Path: utzoo!mnetor!uunet!lll-winken!lll-crg.llnl.gov!brooks
From: brooks@lll-crg.llnl.gov (Eugene D. Brooks III)
Newsgroups: comp.arch
Subject: Re: SPARC and multiprocessing
Message-ID: <6618@lll-winken.llnl.gov>
Date: 30 Apr 88 22:12:09 GMT
References: <1521@pt.cs.cmu.edu> <28200135@urbsdc> <4921@bloom-beacon.MIT.EDU> <1671@alliant.Alliant.COM> <51321@sun.uucp> <1680@alliant.Alliant.COM>
Sender: usenet@lll-winken.llnl.gov
Reply-To: brooks@lll-crg.llnl.gov.UUCP (Eugene D. Brooks III)
Organization: Lawrence Livermore National Laboratory
Lines: 33

In article <1680@alliant.Alliant.COM> jeff@alliant.UUCP (Jeff Collins) writes:
>	    - Is there an announced version of the SPARC that allows time
>	      between address-ready and data-ready to have an MMU before the
>	      cache?
>
This is the key to bringing these RISC chips into the realm of real
supercomputing and will of course happen as it will be driven by market
pressures.  You need to allow an "arbitrary" time between address-ready
and data-ready to allow successful use in a multiprocessor environment
where the latency of memory is more or less undetermined due to conflicts
in the shared memory subsystem.  Basically, part of the address ready lines
include a tag which indentifies the request, and when the response to the
request returns the copy of the tag that arrives with it allows the cpu to
figure out what to do with the data.  The number of tag bits limits the
number of outstanding requests for the cpu.  One is likely to sequence the
tag bits in order for speed so the number of outstanding requests will be
further limited by flucuations in arrival order of the responses.  If the
request gets satisfied by the cache it comes back with a low latency, but if
it goes to main memory (shared memory in a multiprocessor) it might have a
substantial latency.  By allowing many requests to be pending at once one
can get "no wait state" performance in the same sense that internal pipelining
delivers "no wait state" performance for the internal cpu functions.  The cpu
must be able to efficiently handle the fact that requests come back out of
order, which means that simple fifo's a la the WM machine won't do.

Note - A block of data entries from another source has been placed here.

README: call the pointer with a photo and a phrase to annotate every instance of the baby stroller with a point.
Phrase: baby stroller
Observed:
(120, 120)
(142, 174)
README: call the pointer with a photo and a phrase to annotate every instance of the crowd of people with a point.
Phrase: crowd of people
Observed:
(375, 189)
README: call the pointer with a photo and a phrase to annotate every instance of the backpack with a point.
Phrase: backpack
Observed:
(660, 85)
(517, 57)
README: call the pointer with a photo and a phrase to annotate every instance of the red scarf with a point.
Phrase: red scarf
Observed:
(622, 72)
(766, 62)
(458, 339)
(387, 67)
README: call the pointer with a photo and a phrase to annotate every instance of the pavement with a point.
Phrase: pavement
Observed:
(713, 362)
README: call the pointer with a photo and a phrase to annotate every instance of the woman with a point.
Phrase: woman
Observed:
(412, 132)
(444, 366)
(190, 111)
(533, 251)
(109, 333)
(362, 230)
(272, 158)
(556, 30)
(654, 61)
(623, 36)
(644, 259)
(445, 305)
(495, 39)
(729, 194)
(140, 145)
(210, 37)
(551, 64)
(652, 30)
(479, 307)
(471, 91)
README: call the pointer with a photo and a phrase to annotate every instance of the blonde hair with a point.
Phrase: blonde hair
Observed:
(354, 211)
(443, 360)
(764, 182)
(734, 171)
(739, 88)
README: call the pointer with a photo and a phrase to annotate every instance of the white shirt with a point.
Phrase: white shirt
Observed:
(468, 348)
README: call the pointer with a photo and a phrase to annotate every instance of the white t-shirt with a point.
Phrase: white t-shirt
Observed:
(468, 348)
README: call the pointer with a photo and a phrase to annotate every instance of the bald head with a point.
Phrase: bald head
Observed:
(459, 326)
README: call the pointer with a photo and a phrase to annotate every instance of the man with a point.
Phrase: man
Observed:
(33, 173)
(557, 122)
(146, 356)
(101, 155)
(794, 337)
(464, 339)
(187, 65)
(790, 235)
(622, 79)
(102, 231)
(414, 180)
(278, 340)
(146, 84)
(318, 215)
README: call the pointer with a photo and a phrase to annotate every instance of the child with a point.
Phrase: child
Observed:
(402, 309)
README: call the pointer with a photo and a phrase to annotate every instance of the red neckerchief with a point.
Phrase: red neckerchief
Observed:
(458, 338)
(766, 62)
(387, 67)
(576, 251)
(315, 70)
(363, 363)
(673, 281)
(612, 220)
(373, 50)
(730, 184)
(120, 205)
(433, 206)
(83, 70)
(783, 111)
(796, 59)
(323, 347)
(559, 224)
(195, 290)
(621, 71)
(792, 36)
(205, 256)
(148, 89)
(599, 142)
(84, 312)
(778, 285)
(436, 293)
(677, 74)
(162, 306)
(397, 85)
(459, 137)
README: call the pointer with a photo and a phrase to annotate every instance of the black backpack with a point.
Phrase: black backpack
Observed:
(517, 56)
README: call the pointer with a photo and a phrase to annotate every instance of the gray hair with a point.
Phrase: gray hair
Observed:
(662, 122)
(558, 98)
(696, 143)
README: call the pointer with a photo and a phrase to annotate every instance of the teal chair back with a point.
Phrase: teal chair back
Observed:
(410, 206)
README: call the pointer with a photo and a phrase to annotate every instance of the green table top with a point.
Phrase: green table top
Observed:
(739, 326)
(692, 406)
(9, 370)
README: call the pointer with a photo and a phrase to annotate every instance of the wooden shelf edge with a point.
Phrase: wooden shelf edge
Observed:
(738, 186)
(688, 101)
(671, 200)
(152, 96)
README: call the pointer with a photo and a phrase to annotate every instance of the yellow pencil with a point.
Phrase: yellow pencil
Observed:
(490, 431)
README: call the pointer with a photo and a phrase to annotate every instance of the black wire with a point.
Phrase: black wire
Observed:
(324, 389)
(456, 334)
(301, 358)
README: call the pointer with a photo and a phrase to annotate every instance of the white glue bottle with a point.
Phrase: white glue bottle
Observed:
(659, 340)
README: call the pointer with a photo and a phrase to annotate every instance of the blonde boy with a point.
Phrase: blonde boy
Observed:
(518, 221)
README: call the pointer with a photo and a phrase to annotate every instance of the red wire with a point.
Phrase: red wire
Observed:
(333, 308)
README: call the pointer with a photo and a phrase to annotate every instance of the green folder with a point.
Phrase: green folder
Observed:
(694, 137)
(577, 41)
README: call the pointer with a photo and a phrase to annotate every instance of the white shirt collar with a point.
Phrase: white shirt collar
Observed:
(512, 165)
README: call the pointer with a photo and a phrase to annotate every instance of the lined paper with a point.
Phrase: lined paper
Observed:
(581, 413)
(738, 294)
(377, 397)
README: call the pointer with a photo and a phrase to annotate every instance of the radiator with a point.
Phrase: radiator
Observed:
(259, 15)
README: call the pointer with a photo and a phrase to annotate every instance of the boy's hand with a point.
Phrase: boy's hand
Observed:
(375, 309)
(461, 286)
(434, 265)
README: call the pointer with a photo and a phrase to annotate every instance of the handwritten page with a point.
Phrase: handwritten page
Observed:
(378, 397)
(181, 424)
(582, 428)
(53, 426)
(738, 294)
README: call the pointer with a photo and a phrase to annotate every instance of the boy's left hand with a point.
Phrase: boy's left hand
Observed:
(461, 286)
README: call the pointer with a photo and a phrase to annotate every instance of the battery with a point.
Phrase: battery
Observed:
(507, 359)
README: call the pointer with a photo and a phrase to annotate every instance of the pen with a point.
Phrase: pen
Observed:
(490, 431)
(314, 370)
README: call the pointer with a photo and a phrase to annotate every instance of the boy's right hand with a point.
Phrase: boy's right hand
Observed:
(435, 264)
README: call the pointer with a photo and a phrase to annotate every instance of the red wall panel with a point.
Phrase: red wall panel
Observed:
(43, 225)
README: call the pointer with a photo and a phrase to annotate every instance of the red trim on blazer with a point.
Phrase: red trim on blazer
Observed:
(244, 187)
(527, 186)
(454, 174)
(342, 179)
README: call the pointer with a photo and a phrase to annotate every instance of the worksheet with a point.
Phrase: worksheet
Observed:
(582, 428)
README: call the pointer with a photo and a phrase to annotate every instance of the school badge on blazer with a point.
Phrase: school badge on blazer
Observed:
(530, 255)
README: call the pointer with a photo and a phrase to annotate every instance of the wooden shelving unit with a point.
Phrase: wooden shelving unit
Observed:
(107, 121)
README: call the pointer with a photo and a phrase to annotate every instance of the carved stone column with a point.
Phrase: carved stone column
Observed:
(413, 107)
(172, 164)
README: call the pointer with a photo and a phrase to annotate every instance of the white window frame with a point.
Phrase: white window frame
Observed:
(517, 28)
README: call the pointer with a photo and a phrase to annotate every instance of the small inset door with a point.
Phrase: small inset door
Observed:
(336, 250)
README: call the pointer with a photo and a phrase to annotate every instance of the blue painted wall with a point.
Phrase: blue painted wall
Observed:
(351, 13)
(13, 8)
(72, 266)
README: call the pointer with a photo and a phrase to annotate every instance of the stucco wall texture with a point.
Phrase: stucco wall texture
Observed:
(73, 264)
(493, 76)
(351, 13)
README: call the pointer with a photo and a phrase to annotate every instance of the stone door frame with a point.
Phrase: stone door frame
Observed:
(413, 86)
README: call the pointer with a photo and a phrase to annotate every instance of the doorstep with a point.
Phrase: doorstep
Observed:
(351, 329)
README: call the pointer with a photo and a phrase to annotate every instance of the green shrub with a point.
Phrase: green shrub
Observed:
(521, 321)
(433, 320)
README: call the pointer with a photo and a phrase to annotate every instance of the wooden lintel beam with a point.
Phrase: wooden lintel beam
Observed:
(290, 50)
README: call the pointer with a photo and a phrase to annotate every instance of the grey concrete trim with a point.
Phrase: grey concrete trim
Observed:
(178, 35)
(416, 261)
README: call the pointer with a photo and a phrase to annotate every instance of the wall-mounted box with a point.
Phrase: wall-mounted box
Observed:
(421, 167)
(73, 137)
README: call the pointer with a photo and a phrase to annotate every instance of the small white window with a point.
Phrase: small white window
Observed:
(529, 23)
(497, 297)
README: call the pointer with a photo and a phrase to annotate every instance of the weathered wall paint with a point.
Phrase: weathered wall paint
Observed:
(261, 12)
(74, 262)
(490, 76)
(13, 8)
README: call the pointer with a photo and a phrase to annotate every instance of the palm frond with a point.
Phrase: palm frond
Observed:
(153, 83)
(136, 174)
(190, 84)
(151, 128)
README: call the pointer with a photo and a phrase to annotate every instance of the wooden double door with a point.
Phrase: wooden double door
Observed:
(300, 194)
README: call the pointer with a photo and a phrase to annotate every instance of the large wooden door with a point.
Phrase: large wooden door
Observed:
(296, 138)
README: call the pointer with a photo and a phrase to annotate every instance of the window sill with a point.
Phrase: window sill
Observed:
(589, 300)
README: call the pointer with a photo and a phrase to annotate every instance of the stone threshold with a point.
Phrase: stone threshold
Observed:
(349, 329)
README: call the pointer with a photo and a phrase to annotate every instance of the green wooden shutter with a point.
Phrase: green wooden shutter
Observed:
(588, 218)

Rest assured that some future SPARC, MOT88000, Clipper, ..., implementation
will provide this capability by some means as it will be the only way to
further increase performance in the face of the memory latency of a shared
memory multiprocessor.  Whether MIPS will pull this off is not clear, their
basis design principle (religion) of not having harware interlocks would seem
orthogonal to doing it, in short they will find that their basic design
princible was wrong when they try to pipeline cache misses in a shared memory
environment.